Mein Verständnis von ME/CFS ist nicht nur fachlicher Natur — es ist zutiefst persönlich.
Ich war jung und stand mitten im Leben: Guter Job in der Bank, viel Sport und viel Reisen. Doch dann — auf einem Surftrip in Brasilien — erkrankte ich an einer viralen Infektion, die einfach nicht verschwand. Das war der Anfang meiner 6-jährigen ME/CFS-Erkrankung.
Was folgte, war eine lange Odyssee: Schulmediziner, Alternativmediziner, alles dazwischen. Niemand konnte erklären, was mit mir nicht stimmte. Keine Ursache, keine Lösung. Die Ärzte waren ratlos — bis ich schliesslich die Ausschlussdiagnose ME/CFS erhielt.
Ich hatte keinen Job mehr, lebte bei meinen Eltern und fragte mich, ob ich je wieder arbeiten, Sport machen oder mein Leben so gestalten könnte wie früher. Und doch ergab mir das alles nie wirklich Sinn. Wie war es möglich, dass ich krank war — ohne dass jemand eine Ursache fand?
Also suchte ich weiter. Und irgendwann stiess ich auf einen Ansatz, der mir einleuchtete: Achtsamkeit. Ich besuchte einen Kurs — und stellte fest, dass es bei Achtsamkeit nicht um irgendwelche Atemübungen geht, sondern um das Beruhigen des Nervensystems. Möglich wird das einerseits durch gezielte Übungen, andererseits durch einen grundlegenden Perspektivenwechsel.
Ich entdeckte:
- Körper und Geist sind untrennbar miteinander verbunden.
- Unser Körper ist nicht unser Gegner — sondern unser Verbündeter.

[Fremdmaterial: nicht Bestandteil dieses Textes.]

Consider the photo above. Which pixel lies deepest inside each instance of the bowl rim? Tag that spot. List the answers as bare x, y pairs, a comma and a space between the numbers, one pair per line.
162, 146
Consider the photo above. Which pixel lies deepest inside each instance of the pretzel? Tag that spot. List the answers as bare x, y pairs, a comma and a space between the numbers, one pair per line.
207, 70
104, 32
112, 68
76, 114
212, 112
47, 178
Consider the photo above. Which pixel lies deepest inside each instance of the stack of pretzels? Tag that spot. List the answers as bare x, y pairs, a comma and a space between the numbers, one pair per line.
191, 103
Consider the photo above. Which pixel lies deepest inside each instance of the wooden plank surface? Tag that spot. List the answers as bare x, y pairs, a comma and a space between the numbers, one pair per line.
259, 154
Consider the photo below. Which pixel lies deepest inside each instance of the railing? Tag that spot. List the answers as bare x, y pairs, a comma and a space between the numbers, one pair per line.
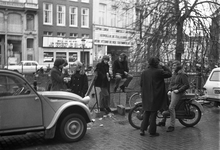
20, 3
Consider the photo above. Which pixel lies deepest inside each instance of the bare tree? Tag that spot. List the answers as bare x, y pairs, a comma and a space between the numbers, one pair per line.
164, 22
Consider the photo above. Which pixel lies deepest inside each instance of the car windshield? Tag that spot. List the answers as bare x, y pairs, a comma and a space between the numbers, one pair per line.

- Symptome sind lediglich Signale des Körpers, der uns etwas mitteilen will.
- Heilung und Regeneration werden nicht durch Kampf, sondern erst durch Entspannung möglich.
- Der Schlüssel liegt nicht in der nächsten Behandlung, sondern in der Regulation des eigenen Nervensystems.
Getragen von ersten Erfolgen merkte ich: Das ist der Weg. Er hat Hand und Fuss, denn die Rolle des Nervensystems ist wissenschaftlich gut erforscht. Ich wollte mehr — und liess mich zum Achtsamkeitslehrer (MBSR) ausbilden. Während dieser Ausbildung fiel es mir wie Schuppen von den Augen: Das Einzige, worauf ich mich wirklich fokussieren musste, war die Beruhigung des Nervensystems. Denn genau dort lag bei mir der entscheidende Hebel. Am Ende der Ausbildung war ich wieder vollkommen gesund.
Nicht durch Zufall — sondern weil ich verstanden habe, wie entscheidend das Nervensystem ist. Wenn es überlastet ist, entstehen genau diese Symptome. Wenn wir es beruhigen, wird Heilung möglich.
Heute habe ich Klarheit darüber, was mich damals in diese Erkrankung geführt hat, und ich weiss genau, welche Hebel uns helfen, wieder herauszukommen. Und ich weiss noch etwas: Diese sechs Jahre wären nicht nötig gewesen. Hätte mir damals, in den ersten Monaten, jemand erklärt, was in meinem Körper wirklich passiert, wäre mir die jahrelange Odyssee erspart geblieben. Genau deshalb mache ich heute das, was ich mache - damit du die Abkürzung bekommst, die ich nie hatte.